-
アンサンブル紹介リレー・その38
こんにちは。このシリーズもだいぶ間が空いてしまいましたが、そろそろ各都道府県でアンサンブルコンテストの地区大会が始まっている頃ではないでしょうか。
本日は、CAFUAの金管アンサンブルから2曲、一挙にご紹介します。
CEM-001
ジ・エヴァーグリーン・マインド / 長生淳(金管8重奏)
定価4,830円(税込)この曲に長生氏が込めたのは『生命力』。それも、どちらかといえば『しぶとさ、不屈の精神』といった、内に秘める生命力です。タイトルも、『砂漠にあっても心は緑』というような思いで付けられています。

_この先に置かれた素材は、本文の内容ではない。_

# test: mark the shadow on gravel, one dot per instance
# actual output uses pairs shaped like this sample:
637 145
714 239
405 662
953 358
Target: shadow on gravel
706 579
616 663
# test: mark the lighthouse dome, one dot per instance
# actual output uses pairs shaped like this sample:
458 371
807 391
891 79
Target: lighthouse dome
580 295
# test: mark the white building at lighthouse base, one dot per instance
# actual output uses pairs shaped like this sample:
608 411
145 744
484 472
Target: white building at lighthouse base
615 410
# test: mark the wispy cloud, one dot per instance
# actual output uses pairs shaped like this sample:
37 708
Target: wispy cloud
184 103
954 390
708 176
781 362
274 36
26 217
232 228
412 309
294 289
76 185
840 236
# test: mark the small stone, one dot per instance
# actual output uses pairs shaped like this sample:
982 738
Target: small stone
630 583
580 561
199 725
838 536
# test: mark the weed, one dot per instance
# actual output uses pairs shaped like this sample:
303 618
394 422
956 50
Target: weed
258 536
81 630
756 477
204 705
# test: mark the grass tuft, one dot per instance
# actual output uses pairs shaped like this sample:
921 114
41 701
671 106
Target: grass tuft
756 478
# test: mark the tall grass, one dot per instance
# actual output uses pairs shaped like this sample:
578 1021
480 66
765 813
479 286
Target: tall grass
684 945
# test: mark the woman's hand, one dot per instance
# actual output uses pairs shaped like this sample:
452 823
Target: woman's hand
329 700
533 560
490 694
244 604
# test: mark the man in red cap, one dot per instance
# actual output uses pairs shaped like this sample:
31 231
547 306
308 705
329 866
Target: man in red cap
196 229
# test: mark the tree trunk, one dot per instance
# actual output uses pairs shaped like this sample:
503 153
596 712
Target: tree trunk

作品が内向的な性格ということで、フレンドリーなタイプとは言わないかもしれませんが、ところどころ可愛らしいところもあるのが魅力のひとつではないでしょうか。
「砂漠の緑」を転じて、「砂漠の生き物」…砂漠の動物…?とイメージを広げてみるのも面白そうです。細かい音符、機敏に動くとみせてピタッと止まる、そういうところが少し通じている気がします。
ミュート音、ホルンのストップ音はもとより、ブレストーンにハンドクラップ、フットステップなども用いて、音に彩りを添えています。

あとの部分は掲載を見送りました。